Note that pooling is a very important concept. Basically it means you can have multiple different representations of the same thing, even though they may look nothing alike. For example, a friends face from different angles in terms of pixels is very different, yet they all trigger the "hey, that's my friend". Another is, the lyrics or notes in a song. Despite being different, they all map to the same song name.

Next, instead of adding noise to the incoming superposition, we project down from 10 dimensions to 9 (using pick[9]):
```sa: then drop-below[0.9] similar-input[seq3] pick[9] the pick-elt split |sp1 sp2 sp3 sp4 sp5>
0.987|the SP sequence>

sa: then drop-below[0.9] similar-input[seq3] pick[9] the pick-elt split |sp1 sp2 sp3 sp4 sp5>
0.957|the SP sequence>

sa: then drop-below[0.9] similar-input[seq3] pick[9] the pick-elt split |sp1 sp2 sp3 sp4 sp5>
0.983|the SP sequence>

sa: then drop-below[0.9] similar-input[seq3] pick[9] the pick-elt split |sp1 sp2 sp3 sp4 sp5>
|>

sa: then drop-below[0.9] similar-input[seq3] pick[9] the pick-elt split |sp1 sp2 sp3 sp4 sp5>
0.973|the SP sequence>
```
Next, I tried projecting down to 8 dimensions (using pick[8]), but almost always the result was below threshold.
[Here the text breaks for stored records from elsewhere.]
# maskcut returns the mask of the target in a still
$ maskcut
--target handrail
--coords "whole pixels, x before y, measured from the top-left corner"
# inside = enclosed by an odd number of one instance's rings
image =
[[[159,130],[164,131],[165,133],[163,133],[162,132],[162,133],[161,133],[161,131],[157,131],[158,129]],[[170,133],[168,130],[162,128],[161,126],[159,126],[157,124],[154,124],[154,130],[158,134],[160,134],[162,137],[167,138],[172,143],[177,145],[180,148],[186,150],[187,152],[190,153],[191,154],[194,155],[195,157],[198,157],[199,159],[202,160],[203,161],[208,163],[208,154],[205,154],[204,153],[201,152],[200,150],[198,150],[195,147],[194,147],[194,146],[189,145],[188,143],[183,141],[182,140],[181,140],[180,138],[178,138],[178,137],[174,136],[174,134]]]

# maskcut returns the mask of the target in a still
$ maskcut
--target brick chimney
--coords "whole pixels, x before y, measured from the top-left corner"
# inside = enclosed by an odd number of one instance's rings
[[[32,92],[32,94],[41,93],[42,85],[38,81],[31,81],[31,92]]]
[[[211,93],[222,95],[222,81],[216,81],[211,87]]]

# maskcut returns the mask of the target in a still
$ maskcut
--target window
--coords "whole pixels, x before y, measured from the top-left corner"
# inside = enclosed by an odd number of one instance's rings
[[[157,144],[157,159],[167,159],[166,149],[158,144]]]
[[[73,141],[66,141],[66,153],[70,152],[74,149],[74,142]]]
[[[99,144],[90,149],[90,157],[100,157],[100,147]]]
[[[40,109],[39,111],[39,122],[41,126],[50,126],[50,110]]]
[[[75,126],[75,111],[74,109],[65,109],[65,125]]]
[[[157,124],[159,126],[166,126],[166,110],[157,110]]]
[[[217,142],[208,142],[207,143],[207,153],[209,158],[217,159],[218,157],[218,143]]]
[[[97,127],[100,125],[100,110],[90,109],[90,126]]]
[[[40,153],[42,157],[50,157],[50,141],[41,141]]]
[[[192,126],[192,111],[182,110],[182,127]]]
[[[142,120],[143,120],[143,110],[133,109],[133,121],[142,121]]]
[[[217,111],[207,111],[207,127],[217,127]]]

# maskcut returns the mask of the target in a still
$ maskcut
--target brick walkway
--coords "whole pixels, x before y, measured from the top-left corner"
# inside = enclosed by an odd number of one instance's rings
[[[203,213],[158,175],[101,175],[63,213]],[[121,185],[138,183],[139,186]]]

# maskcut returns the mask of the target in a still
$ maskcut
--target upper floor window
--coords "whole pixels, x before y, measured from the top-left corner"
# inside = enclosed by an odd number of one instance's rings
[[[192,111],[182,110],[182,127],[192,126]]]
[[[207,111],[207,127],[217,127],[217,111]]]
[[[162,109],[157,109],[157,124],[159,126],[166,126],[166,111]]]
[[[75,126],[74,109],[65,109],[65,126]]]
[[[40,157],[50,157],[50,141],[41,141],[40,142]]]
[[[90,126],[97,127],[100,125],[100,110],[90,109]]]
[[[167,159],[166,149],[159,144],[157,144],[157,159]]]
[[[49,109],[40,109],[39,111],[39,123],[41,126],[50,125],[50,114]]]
BTW, the current pick[n] code changes the order of the superposition. This of course has no impact on similar-input[op], and hence if-then machines. Most of the time changing the ordering of a superposition does not change the meaning of that superposition. Though some of the time it is of course useful to sort superpositions, and we have operators for that (ket-sort, coeff-sort, sort-by[], and so on).

Also, I should note that if-then machines are, in general, fairly tolerant of adding noise (using absolute-noise[t]) and removing elements from the superposition (pick[n]). They become more so if you decrease t, and less so if you increase t. Though you don't want t too small, else it will match more than you would like. And if you increase t to 0.98 or higher, then you are in the maths world of black and white/true and false.

Update: note that if you have a long line of code, and don't fully understand it, then we can always decompose that sequence into smaller steps. eg, given:
```then drop-below[0.9] similar-input[seq3] pick[9] the pick-elt split |sp1 sp2 sp3 sp4 sp5>
```
we can work through it step by step:
```sa: split |sp1 sp2 sp3 sp4 sp5>
|sp1> + |sp2> + |sp3> + |sp4> + |sp5>

sa: pick-elt split |sp1 sp2 sp3 sp4 sp5>
|sp2>

sa: the |sp2>
8.05|x: 1> + 4.543|x: 2> + 14.629|x: 3> + 3.443|x: 4> + 4.74|x: 5> + 1.059|x: 6> + 3.91|x: 7> + 17.714|x: 8> + 14.833|x: 9> + 11.074|x: 10>

sa: pick[9] the |sp2>
4.74|x: 5> + 8.05|x: 1> + 14.833|x: 9> + 3.91|x: 7> + 4.543|x: 2> + 1.059|x: 6> + 11.074|x: 10> + 17.714|x: 8> + 3.443|x: 4>

sa: similar-input[seq3] (4.74|x: 5> + 8.05|x: 1> + 14.833|x: 9> + 3.91|x: 7> + 4.543|x: 2> + 1.059|x: 6> + 11.074|x: 10> + 17.714|x: 8> + 3.443|x: 4>)
0.826|node: 17: 2> + 0.692|node: 17: 1> + 0.663|node: 17: 4> + 0.526|node: 17: 3> + 0.512|node: 17: 5>

sa: drop-below[0.9] (0.826|node: 17: 2> + 0.692|node: 17: 1> + 0.663|node: 17: 4> + 0.526|node: 17: 3> + 0.512|node: 17: 5>)
|>

sa: then |>
|>
```
Noting that random steps like pick[n] and pick-elt complicate this, in that each time you use them you will get different answers. Hence why I copied the sp result from the previous line into the next step.